Anyways, how amalgkit config works now is the following: --overwrite terminates the process if the target directory is already there and set to no. --config_dir this is the name of the config directory to be created. i.e. the destination (defaults to the name of --config) --config this is the name of the config directory stored in the amalgkit package. i.e. the source currently there are four options: 'test', 'plantae', 'vertebrate' and 'base'. 'base' is the nearly empty dataset, where I left just the header and 1-3 lines as an example within each of the config files. --out_dir working directory

Example:

amalgkit config --config base --config_dir my_config --out_dir  ./

will create ./config/my_config/ and copy all .config files from 'base' in there.

amalgkit config --config vertebrate --out_dir  ./

will create ./config/vertebrate/ and copy all .config files from vertebrate in there.

amalgkit config

will create ./config/base and copy all .config files from 'base' in there.

Note: I had to make a copy of the config folder inside amalgkit and give it a different name for this to work. The config folder is now redundant, so we can delete it.

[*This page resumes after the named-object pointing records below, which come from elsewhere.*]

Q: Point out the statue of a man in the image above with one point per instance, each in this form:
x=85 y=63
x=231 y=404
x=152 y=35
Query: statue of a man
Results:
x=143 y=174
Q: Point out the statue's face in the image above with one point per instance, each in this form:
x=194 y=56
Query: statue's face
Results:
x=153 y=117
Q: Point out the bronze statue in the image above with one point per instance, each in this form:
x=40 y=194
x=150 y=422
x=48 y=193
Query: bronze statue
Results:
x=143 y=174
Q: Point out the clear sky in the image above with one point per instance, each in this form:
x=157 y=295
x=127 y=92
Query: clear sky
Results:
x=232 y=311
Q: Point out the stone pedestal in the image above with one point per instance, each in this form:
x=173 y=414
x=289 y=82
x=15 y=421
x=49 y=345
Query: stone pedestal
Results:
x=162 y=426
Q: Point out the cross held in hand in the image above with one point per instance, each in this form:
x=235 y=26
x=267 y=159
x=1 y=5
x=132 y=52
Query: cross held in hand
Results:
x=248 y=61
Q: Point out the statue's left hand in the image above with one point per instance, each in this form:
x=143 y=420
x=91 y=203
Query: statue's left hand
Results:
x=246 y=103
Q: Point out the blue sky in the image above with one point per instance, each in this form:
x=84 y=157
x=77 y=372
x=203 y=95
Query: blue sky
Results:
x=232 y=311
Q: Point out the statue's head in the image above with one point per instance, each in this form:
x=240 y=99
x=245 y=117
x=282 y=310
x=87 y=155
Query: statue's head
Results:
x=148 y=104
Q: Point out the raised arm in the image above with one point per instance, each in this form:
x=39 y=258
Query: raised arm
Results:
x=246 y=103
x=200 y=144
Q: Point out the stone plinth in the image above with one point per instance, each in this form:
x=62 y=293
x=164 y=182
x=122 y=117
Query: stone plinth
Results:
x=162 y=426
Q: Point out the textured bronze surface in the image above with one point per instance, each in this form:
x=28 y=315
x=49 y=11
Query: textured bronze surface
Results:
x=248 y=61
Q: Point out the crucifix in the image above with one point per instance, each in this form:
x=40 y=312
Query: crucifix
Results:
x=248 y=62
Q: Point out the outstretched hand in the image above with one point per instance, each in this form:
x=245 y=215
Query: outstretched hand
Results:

kfuku52 commented 1 year ago

Did your test go well with a fresh install with pip? I got an error:

(base) wbo1129:~ kef74yk$ amalgkit --version
amalgkit version 0.6.7.2
(base) wbo1129:~ kef74yk$ amalgkit config --config base --config_dir my_config --out_dir  ./
amalgkit config: start
Checking config directory ...
Traceback (most recent call last):
  File "/Users/kef74yk/opt/miniconda3/bin/amalgkit", line 404, in <module>
    args.handler(args)
  File "/Users/kef74yk/opt/miniconda3/bin/amalgkit", line 105, in command_config
    config_main(args)
  File "/Users/kef74yk/opt/miniconda3/lib/python3.9/site-packages/amalgkit/config.py", line 85, in config_main
    create_config_from_package(args)
  File "/Users/kef74yk/opt/miniconda3/lib/python3.9/site-packages/amalgkit/config.py", line 70, in create_config_from_package
    config_files = ir.files(config_base).rglob('*.config')
  File "/Users/kef74yk/opt/miniconda3/lib/python3.9/importlib/resources.py", line 147, in files
    return _common.from_package(_get_package(package))
  File "/Users/kef74yk/opt/miniconda3/lib/python3.9/importlib/resources.py", line 49, in _get_package
    module = _resolve(package)
  File "/Users/kef74yk/opt/miniconda3/lib/python3.9/importlib/resources.py", line 40, in _resolve
    return import_module(name)
  File "/Users/kef74yk/opt/miniconda3/lib/python3.9/importlib/__init__.py", line 127, in import_module
    return _bootstrap._gcd_import(name[level:], package, level)
  File "<frozen importlib._bootstrap>", line 1030, in _gcd_import
  File "<frozen importlib._bootstrap>", line 1007, in _find_and_load
  File "<frozen importlib._bootstrap>", line 972, in _find_and_load_unlocked
  File "<frozen importlib._bootstrap>", line 228, in _call_with_frames_removed
  File "<frozen importlib._bootstrap>", line 1030, in _gcd_import
  File "<frozen importlib._bootstrap>", line 1007, in _find_and_load
  File "<frozen importlib._bootstrap>", line 984, in _find_and_load_unlocked
ModuleNotFoundError: No module named 'config_dir'
Hego-CCTB commented 1 year ago

I pushed another update, which should fix this issue. Can you try it out on your end? https://github.com/kfuku52/amalgkit/commit/eb22ce5cc382472079b45cbfa8669063c869a2b6

kfuku52 commented 1 year ago

The latest version worked well. Thank you!

Hego-CCTB commented 1 year ago

Great! I will close this for now, then.